In the enrichment step semantic information is added by named entity recognition and tagging. The Enrichment category contains nodes, which assign part of speech tags, recognize standard named entities, such as names of persons, organization, or locations; biomedical name entities, such as names of genes or proteins; or chemical structures. Each recognized named entity is assigned a tag value e.g. “Person” and a tag type e.g. “NE” for named entity. The tag type represents the domain, or type of a tagger e.g. biomedical named entities or chemical named entities and the value represents a particular characteristic in that domain, e.g. gene in the biomedical field. The POS tagger for example assigns part of speech tags. The assigned tag type is “POS” and the values are those of the Penn Treebank tag set. German texts can be tagged with the Stanford tagger, with the STTS tag set. Each tagger usually assigns tags of its own domain and thus uses its own tag type and set of values. Based on these tag types and values filtering can be applied afterwards, the named entities can be extracted and visualized.

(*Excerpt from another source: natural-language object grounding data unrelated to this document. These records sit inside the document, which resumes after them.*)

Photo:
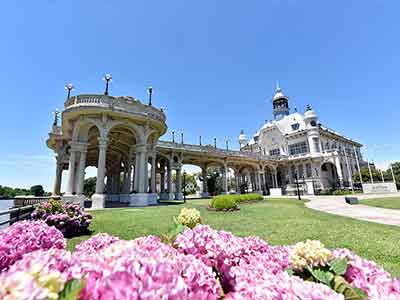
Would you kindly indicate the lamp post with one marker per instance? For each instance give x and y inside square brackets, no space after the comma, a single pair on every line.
[150,91]
[69,87]
[107,78]
[56,113]
[184,186]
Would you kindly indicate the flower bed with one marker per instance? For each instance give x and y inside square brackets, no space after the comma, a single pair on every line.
[69,218]
[201,263]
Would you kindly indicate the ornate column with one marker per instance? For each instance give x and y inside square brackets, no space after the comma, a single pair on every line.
[153,173]
[98,199]
[225,179]
[339,171]
[204,194]
[81,170]
[169,180]
[178,185]
[57,181]
[71,169]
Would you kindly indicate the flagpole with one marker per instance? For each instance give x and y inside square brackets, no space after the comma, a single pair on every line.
[394,178]
[348,170]
[358,164]
[370,172]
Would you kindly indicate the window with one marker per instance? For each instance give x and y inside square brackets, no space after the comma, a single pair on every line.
[316,144]
[298,148]
[308,170]
[295,126]
[300,171]
[274,152]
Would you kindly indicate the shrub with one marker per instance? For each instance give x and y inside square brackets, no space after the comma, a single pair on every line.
[189,217]
[69,218]
[25,237]
[223,203]
[236,198]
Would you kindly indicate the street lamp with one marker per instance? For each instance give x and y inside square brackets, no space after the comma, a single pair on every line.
[69,87]
[184,186]
[150,91]
[107,78]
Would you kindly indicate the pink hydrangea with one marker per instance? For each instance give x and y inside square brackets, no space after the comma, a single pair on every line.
[41,274]
[25,237]
[145,267]
[368,276]
[222,250]
[95,244]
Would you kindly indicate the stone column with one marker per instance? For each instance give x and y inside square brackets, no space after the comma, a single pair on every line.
[169,180]
[224,179]
[204,194]
[162,180]
[178,185]
[98,199]
[153,174]
[81,171]
[57,181]
[259,181]
[339,171]
[71,170]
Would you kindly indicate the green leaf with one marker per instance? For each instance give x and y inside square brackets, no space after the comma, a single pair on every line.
[339,266]
[322,276]
[290,271]
[72,290]
[341,286]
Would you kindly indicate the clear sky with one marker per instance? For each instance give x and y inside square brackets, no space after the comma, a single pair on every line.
[213,65]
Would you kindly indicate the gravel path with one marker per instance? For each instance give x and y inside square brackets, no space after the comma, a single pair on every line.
[337,205]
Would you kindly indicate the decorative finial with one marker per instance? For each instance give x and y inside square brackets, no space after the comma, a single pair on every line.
[278,88]
[56,113]
[107,78]
[150,91]
[69,87]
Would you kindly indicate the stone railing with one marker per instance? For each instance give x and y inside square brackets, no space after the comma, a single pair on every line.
[213,150]
[124,103]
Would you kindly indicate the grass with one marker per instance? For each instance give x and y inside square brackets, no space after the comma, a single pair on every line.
[278,221]
[393,202]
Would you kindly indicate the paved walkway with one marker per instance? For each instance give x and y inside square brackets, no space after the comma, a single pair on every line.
[337,205]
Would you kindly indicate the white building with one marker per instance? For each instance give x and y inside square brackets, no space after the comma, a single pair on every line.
[320,157]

Named entities can be set to “unmodifiable” in order to prevent them from being separated, manipulated or filtered by subsequent nodes of the preprocessing category in the workflow (e.g. Stemmer). Usually recognized named entities, e.g. gene names should not be filtered or stemmed by subsequent nodes in the workflow. To avoid their manipulation of preprocessing nodes, these terms are set “unmodifiable” by the corresponding tagger node (by default). In the dialog of each tagger node it can be specified whether recognized named entities are set “unmodifiable” or not.
If two named entity recognizer are applied one after the other, the latter will overwrite the tagging of the former in case of conflicts. For example if first the ABNER Tagger node recognized “interleukin 7” as a named entity, and second the Dictionary Tagger node recognizes “interleukin” as a named entity (based on a specified dictionary), then the previously recognized term “interleukin 7” is split up and “interleukin” (without 7) is tagged as a named entity.